Kelly, as a person, simply fascinates me, for some reason. He has crazy high ambitions, none of his films have ever made money at the box-office, Darko became a massive cult hit, he's praised as Generation X's David Lynch at the time, makes Southland Tales 5 or so years later, which, like it or not, is one of the most audacious to ever be made, and he becomes one of the most reviled men in movie-geek history.

I wanna know what that's like in his shoes. He clearly is a smart guy, even his train-wrecks show flashes of brilliance in them. It's just that he has a hard time with the word "restraint". Either way, I'd much rather have a guy with tons of creativity and no restraint, than a man with testicles for brains and authoritative control. And I'd much rather watch Southland Tales ten times then see Cowboys & Aliens or Transformers: Dark of the Moon a second time.

The main reason why Donnie Darko works so well in comparison to Southalnd Tales and The Box (Both of those movies I actually like, but will acknowledge how terribly flawed they are) is that Richard Kelly doesn't veer off too far into la-la-land. While there's plenty of crazy stuff involving giant demonic bunny rabbits, time travel, a looming apocalypse, wormholes, and a mysterious jet engine, the film is still grounded in reality thanks to remarkable character development.
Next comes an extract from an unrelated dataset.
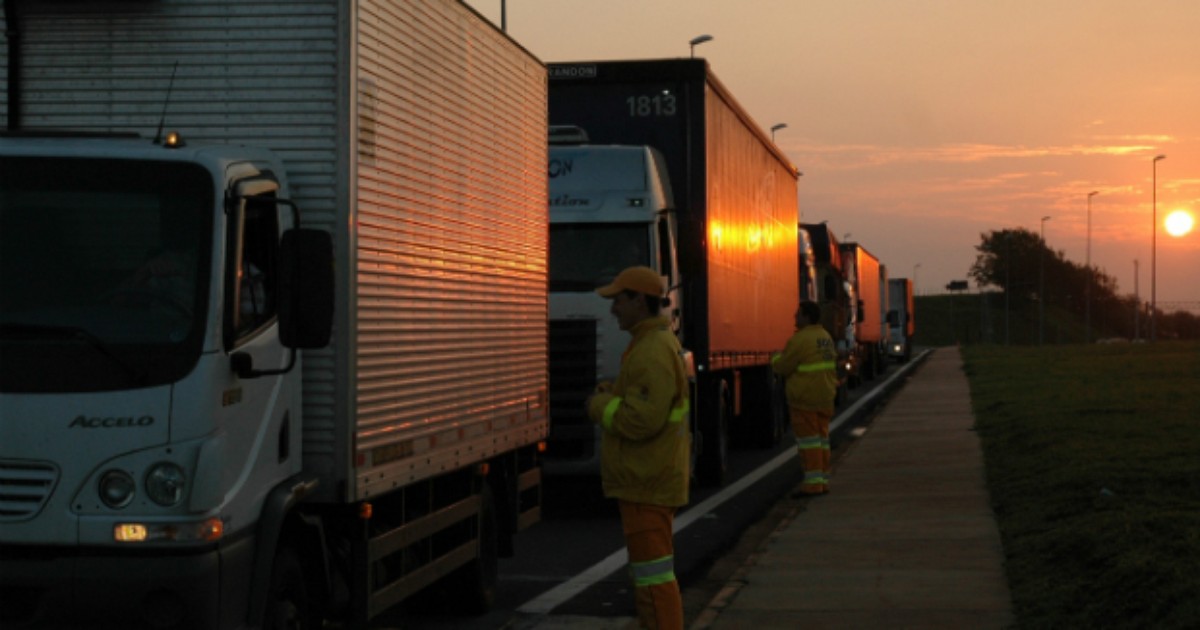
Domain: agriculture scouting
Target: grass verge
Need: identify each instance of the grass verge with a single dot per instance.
(1093, 467)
There's a reason why everyone considers Gyllenhaal as "the guy who played Donnie Darko", and that's because it is probably his most defining work. Richard Kelly's offbeat writing only works when good actors are saying his lines, and all of the actors in Darko are cast exceptionally well, with special mention to Gyllenhaal, who is convincing as a young adult who is completely driven by angst, and doesn't wish to have the responsibility of saving the world.

As angsty as Donnie is, we still care about him. It's hard to see why exactly he is as angsty as he is. He has parents that deeply love him, nothing truly traumatic has happened to him before the movie's starting point, he even gets a girlfriend as the movie begins, and at school he's...well, he's kind of bullied by a couple jerk-asses (one of which being Seth Rogen), but his teachers at least are...oh yeah, his gym teacher is a total bitch. Well, even with those poos in the fruit basket (I can't believe I wrote that, either), it isn't really enough to bring him down, right?
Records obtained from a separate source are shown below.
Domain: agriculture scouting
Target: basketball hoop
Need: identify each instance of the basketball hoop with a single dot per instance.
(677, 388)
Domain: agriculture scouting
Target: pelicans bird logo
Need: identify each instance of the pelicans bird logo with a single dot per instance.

Well, apparently not. Donnie's problems stem more from the psychological front than anything else. There's just something about him that troubles him. Perhaps it's the fact that the world is closing in on him. That life has unreasonably high expectation for him, and he doesn't know what to do in the face of the world. He wishes to destroy the world, "just to see what happens when they tear the world apart. They want to change things."

That last line is important because it is a quote from a Graham Green short story called The Destructors that is referenced in the film, as well as mirrors the acts of vandalism that Donnie performs throughout the course of the movie. Richard Kelly does a good job at keeping things symbolic in a way that isn't completely incomprehensible. Donnie's actions mirror those of the short story, and also reflect the theme that destruction can become an act of creation which factors heavily into the whole "sacrifice" element that happens in the film's ending.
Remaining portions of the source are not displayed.